Now we look at these projection lines here where this is the angle theta, this here is the distance 1, this here is length 1, this here is the sine theta, this is the cosine theta.

A point sits on the line that is defined by let's say this is, let me draw it again in a better way.

This is the projection line and this is the normal vector.

The normal vector we consider at the rotation angle theta.

You have the rotation angle theta and here you have your sine theta and your cosine theta here.

It's clear that a point sits on the straight line if x times cosine theta sine theta is 0.

It sits on this original line.

We can write here cosine theta plus y sine theta.

If the point xy sits on the straight line given by this normal vector going through the origin, then here we have a 0.

If this is 0, then we have the delta function at point 0.

The delta function at point 0 is 1, so we consider this function value.

For all the other points where this is not sitting on the straight line, this vector is 0.

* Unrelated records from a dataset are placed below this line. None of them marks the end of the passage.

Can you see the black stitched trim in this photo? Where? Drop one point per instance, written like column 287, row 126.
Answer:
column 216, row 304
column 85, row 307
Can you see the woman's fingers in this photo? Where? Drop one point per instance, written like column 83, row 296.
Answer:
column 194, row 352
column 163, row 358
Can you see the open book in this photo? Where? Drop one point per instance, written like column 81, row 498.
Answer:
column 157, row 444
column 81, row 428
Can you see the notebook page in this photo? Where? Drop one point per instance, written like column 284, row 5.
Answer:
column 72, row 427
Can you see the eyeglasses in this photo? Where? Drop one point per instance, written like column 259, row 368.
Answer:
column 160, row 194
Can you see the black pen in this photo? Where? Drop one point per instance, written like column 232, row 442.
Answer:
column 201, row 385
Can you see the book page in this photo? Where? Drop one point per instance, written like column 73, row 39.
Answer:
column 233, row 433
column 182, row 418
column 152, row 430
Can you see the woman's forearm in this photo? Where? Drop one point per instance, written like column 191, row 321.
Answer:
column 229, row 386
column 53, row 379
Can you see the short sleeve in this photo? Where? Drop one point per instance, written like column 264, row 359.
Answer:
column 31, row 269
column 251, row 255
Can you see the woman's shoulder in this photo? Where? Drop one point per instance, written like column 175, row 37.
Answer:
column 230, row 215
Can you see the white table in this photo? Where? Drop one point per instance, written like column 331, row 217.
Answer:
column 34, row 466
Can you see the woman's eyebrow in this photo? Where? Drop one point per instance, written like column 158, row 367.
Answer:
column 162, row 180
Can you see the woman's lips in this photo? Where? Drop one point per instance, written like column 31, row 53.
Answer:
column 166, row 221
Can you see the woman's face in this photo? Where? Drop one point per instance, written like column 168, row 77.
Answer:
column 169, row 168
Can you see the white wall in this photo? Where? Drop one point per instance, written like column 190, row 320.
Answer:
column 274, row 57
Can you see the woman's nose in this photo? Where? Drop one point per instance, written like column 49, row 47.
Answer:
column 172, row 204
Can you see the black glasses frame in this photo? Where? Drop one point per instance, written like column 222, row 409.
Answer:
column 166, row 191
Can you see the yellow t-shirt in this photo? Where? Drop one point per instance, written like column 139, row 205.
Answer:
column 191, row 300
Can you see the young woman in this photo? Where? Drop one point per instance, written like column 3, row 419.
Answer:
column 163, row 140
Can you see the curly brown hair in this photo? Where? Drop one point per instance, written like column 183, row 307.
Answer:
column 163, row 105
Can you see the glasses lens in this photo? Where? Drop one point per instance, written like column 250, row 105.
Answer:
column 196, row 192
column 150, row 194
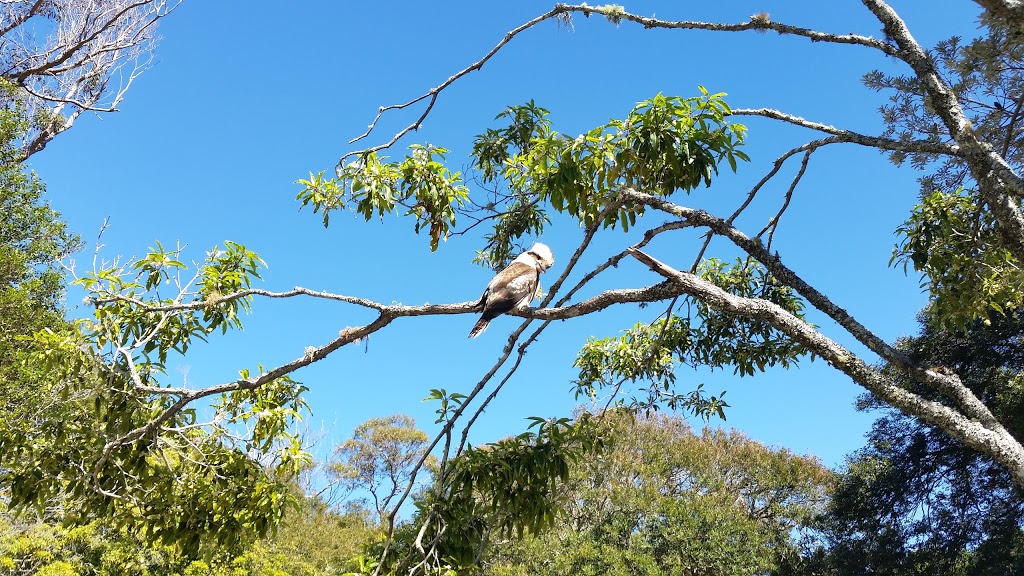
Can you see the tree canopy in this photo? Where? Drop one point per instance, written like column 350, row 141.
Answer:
column 212, row 465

That tells us if we integrate fx times the Dirac delta over all x and y values, we end up with a line integral.

That's the trick in this here.

We end up with a line integral.

If we look at P of S or at the projection point at detector element S, this extends to fxy delta x cosine theta plus y sine theta minus S.

Here we are.

This is dx dy.

That's the projection line.

That's the projection.

We always have to be clear about this.

This is the rotation angle of the detector element.